Pastor Emmanuel Momoh in the west African country of Sierra Leone discovered an incredibly rare uncut diamond, and unselfishly gave it to the country's president to be used to help and benefit impoverished African people.
Africa President Ernest Bai Koroma praised Momoh's sacrificial offer, according to local news reports, and said the diamond was "a gift from God, and it will be a terrible thing if anyone tries to do something criminal with it."
It is believed to be the 13th largest uncut diamond ever to be pulled from the ground, industry analysts stated.
Presidential spokesman Abdulai Bayraytay said the new diamond was presented to Bai Koroma on Wednesday. It reportedly is the second largest diamond ever found in Sierra Leone, reports The Baltimore Sun.
The president communicated appreciation that there was no attempt to smuggle the gem out of the country, and promised the diamond would be sold to the highest bidder and whatever is due to the owner and government would be distributed accordingly.
Relevant Magazine reports Momoh found the 706-carat diamond in a nearby village of Yakadu, and decided to give it to the country's government officials in hopes they will use it to improve the lives of Sierra Leone citizens. "I believe the government can do more, especially at a time when the country is undergoing some economic challenges," said Momoh.
Momoh told The Associated Press he turned in the diamond because he was touched by the development being undertaken in Kono District, where the gem was found. He cited road construction and improvements to electricity after almost 30 years of blackouts.
Along with economic issues, the west African nation suffered an Ebola outbreak in 2014, and its citizens continually face the problem of unsafe drinking water.
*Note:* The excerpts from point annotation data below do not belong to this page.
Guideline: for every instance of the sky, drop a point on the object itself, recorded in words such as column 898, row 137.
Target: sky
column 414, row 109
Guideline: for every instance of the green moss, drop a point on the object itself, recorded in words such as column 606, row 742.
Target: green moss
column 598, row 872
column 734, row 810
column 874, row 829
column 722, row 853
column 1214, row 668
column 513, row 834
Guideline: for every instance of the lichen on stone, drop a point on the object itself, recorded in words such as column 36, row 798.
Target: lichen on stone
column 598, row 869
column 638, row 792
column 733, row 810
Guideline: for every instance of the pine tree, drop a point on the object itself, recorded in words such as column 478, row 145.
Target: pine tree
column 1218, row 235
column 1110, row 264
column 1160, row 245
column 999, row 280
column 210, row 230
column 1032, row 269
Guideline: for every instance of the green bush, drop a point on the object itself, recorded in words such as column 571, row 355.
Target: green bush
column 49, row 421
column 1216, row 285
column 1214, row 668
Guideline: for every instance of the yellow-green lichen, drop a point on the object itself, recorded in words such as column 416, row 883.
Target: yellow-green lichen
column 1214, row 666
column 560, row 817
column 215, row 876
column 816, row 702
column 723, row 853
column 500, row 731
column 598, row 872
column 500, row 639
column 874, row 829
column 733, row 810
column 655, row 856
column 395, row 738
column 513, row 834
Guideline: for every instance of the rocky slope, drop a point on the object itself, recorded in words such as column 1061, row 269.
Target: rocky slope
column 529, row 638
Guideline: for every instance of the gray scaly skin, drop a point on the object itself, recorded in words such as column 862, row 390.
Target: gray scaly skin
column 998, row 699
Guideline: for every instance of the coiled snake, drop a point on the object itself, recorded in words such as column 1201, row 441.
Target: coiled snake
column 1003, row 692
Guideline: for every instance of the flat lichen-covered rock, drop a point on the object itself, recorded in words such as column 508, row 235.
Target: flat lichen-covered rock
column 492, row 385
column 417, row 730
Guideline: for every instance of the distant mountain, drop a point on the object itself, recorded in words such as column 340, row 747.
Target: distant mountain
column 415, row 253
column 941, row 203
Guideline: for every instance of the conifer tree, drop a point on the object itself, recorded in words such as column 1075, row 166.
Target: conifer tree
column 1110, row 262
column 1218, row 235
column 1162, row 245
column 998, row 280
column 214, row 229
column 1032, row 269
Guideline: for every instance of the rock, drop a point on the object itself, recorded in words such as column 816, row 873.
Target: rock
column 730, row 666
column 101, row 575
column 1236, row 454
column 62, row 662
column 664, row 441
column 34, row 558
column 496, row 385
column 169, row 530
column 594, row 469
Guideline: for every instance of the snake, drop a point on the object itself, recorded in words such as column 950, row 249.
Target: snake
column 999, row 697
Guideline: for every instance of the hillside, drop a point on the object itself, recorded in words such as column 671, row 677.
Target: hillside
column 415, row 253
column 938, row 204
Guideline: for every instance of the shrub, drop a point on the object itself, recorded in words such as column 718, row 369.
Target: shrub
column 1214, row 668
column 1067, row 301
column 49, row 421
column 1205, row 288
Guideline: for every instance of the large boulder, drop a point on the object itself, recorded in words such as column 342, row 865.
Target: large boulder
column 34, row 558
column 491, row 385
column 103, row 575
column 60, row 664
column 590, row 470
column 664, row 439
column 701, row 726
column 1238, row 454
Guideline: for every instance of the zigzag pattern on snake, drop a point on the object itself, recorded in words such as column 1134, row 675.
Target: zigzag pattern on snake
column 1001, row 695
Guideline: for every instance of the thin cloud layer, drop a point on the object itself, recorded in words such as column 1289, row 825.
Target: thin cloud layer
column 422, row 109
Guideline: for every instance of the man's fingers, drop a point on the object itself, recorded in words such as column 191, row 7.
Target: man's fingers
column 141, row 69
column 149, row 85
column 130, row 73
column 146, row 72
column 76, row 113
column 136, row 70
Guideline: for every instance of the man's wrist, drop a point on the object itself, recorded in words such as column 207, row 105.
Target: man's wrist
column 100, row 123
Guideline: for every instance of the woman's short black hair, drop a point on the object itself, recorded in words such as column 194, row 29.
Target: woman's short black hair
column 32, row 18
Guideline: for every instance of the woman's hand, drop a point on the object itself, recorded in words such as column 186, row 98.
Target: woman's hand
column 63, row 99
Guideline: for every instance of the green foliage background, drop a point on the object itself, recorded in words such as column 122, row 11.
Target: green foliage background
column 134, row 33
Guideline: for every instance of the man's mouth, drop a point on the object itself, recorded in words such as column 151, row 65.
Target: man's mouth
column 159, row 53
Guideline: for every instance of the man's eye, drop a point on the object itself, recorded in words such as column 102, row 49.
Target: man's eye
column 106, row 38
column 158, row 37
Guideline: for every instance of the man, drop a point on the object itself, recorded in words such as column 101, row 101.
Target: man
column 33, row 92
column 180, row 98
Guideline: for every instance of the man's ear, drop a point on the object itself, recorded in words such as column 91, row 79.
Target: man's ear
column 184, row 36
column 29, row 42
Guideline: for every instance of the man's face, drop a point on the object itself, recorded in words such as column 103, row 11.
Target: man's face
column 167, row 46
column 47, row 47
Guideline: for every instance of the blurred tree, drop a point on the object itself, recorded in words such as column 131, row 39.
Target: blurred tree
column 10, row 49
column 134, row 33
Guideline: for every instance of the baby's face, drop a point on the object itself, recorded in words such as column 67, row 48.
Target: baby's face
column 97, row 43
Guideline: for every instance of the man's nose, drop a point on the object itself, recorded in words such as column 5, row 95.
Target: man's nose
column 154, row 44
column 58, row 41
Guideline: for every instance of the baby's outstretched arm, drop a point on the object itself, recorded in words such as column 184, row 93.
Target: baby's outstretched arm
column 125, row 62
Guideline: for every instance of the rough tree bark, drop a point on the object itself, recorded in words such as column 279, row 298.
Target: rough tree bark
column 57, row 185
It is bordered by Guinea to the north-east, Liberia to the south-east, and the Atlantic Ocean to the south-west.
Sierra Leone became an independent nation from Britain on April 27, 1961.
The diamond Momoh found is valued at as high as $62 million. The largest diamond previously found was a discovered in 1972 and sold for $2.5 million, reports Christian Headlines.
Historically, Sierra Leone is known for its "blood diamonds," which were mined during periods of conflict and war, and sold to finance an uprising. Tens of thousands of enslaved Sierra Leoneans spent much of a decade hunched over hand shovels in the mud, forced to dig for diamonds to fund a rebellion mounted by a Liberian-backed warlord, Foday Sankoh, reports Yahoo News.